Bryan Low

Kup

Kup: Singaporean slang for going dutch.

The problem

I tried using an online bill splitter recently and was immediately hit with a wall of unnecessary steps. Choose a currency. Create an account. Name your group. Add an event. It felt like I was setting up a project management tool, not splitting a $80 dinner.

Apps like Splitwise are great, if you're tracking expenses over weeks or months with the same group. But most of the time, I just need to split a one-off night out. A dinner. A clubbing night where someone booked the sofa. Nothing that warrants a commitment to yet another app.

What I wanted

Something fast. Enter who paid what, how much each person's share weighs, and get the settlement, who owes whom and how much. That's it.

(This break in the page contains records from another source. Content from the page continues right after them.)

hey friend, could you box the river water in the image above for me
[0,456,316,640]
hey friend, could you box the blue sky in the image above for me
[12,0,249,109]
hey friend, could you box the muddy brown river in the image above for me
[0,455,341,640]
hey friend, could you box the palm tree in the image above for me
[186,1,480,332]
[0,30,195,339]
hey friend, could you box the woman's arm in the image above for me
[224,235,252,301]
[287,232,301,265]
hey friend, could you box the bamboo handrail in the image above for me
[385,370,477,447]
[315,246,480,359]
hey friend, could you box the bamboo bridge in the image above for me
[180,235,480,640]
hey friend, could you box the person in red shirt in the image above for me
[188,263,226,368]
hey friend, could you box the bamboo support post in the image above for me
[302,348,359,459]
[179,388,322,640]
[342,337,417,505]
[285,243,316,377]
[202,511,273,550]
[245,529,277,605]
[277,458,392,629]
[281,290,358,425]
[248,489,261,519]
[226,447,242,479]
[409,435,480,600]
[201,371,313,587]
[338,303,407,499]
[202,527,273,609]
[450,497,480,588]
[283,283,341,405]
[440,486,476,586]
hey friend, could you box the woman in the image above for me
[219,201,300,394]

I also wanted the result to be screenshotable. No login walls, no app downloads. Just a clean breakdown you can drop into the group chat and move on with your night.

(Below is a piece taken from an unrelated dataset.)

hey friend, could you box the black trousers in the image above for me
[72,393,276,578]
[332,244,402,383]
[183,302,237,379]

For the times you need to send it later, there's an optional shareable link. But the screenshot is the main output.

What Kup does

  1. Add participants: name, amount paid, and an optional weight for uneven splits
  2. Get instant settlements: the minimum number of transactions to square everyone up
  3. Screenshot it or share a link: your choice

That's the whole thing. No currency picker (you already know what currency you're using). No account creation. No group management.

Weighted splits

The one feature worth mentioning: weights. Picture a night out, you've got a group of three friends sharing one tab, a couple sharing another, but when it comes time to pay, it's one person from each group settling up. Weights let you represent that. A group of three gets a weight of 3, the couple gets 2. Kup figures out the fair share without anyone reaching for a calculator.

Built for the group chat

Kup isn't trying to replace Splitwise. It's for the other 90% of splits, the quick, one-time ones where you just need a number and a name. Split it, screenshot it, send it.